Invictus Games – Vancouver-Whistler 2025
- Host city: Vancouver; Whistler;
- Nations: 23
- Athletes: 500+
- Opening: 8 February 2025
- Closing: 16 February 2025
- Opened by: Prince Harry, Duke of Sussex
- Main venue: Vancouver Convention Centre
- Website: invictusgames2025.ca

= 2025 Invictus Games =

Multi-sport event in Vancouver-Whistler

The 2025 Invictus Games was an adaptive multi-sport event for wounded, injured and ill veteran and active defence personnel, that took place in Vancouver and Whistler in February 2025. It was the seventh edition of the Invictus Games and the first to feature winter adaptive sports.

== Development and preparation ==

On 22 April 2022, Prince Harry announced that the 2025 games would take place in Vancouver and Whistler, Canada.
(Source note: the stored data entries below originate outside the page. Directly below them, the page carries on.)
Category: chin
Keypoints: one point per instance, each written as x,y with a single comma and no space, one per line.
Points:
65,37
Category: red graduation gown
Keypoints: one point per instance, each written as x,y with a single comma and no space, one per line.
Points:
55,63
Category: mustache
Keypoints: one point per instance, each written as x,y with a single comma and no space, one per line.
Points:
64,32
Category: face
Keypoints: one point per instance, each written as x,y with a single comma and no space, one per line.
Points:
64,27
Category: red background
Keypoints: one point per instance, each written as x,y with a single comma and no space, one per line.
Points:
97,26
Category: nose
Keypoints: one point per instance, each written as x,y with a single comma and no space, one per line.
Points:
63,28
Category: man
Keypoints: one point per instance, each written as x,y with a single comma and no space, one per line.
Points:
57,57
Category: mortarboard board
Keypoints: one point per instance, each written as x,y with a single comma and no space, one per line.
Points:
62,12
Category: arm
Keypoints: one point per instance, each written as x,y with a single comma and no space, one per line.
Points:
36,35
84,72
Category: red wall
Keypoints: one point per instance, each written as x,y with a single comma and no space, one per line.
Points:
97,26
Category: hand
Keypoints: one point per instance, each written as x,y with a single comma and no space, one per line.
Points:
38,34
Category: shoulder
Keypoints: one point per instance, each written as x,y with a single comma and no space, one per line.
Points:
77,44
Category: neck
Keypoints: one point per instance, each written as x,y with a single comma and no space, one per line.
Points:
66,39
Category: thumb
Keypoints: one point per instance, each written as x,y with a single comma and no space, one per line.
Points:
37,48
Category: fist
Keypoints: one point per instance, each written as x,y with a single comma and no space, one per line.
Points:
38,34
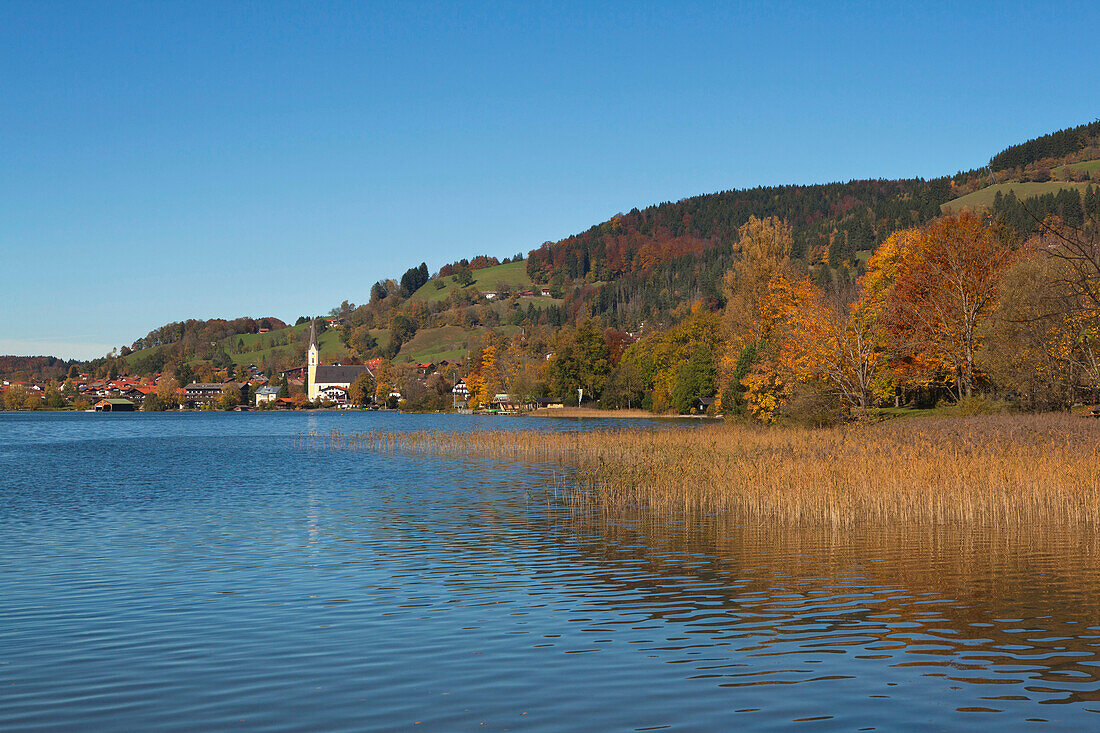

It is the first edition of Invictus Games to feature winter adaptive sports, including alpine skiing, Nordic skiing, skeleton and wheelchair curling. The bid to host the games was submitted by True Patriot Love Foundation, in partnership with the Government of Canada, the province of British Columbia and the two Canadian municipalities and in partnership with the local Lil'wat, Musqueam, Squamish, and Tsleil-Waututh indigenous nations. The medal design for the games was conceived by artists of the four host First Nations, Levi Nelson, Mack Paul, Ray Natraoro, and Olivia George. Chris Martin, Katy Perry, Noah Kahan, Nelly Furtado and Roxane Bruneau performed at the opening ceremony, while Jelly Roll, Barenaked Ladies, and The War and Treaty headlined the closing ceremony.

The event's overall budget reached 63.2 million Canadian dollars. Tax filings indicate that public funding covered roughly half of Vancouver's expenses, with the federal government providing 15 million dollars through Veterans Affairs Canada and the government of British Columbia supplying another 15 million through its Ministry of Tourism, Arts and Sport. The rest of the financing was secured from around 40 corporate sponsors along with approximately 2.6 million dollars in private contributions.

== The Games ==
=== Participating countries ===

- Afghanistan, participating as "Afghan Unconquered"
- Australia
- Belgium
- Brazil
- Canada
- Colombia
- Denmark
- Estonia
- France
- Georgia
- Germany
- Israel
- Italy
- Lithuania
- The Netherlands
- New Zealand
- Nigeria
- Poland
- South Korea
- Romania
- Ukraine
- United Kingdom
- United States
- Team Unconquered - an international team composed of players from the United States, Canada, Ukraine, Belgium, Colombia, New Zealand, the United Kingdom, France, & Lithuania

===Sports===

There were 11 adaptive sports contested at the Games.

==Media and broadcast==
In Canada, TSN and CTV broadcast the opening ceremony and TSN also had a daily recap show. In the United Kingdom, ITVX broadcast the games.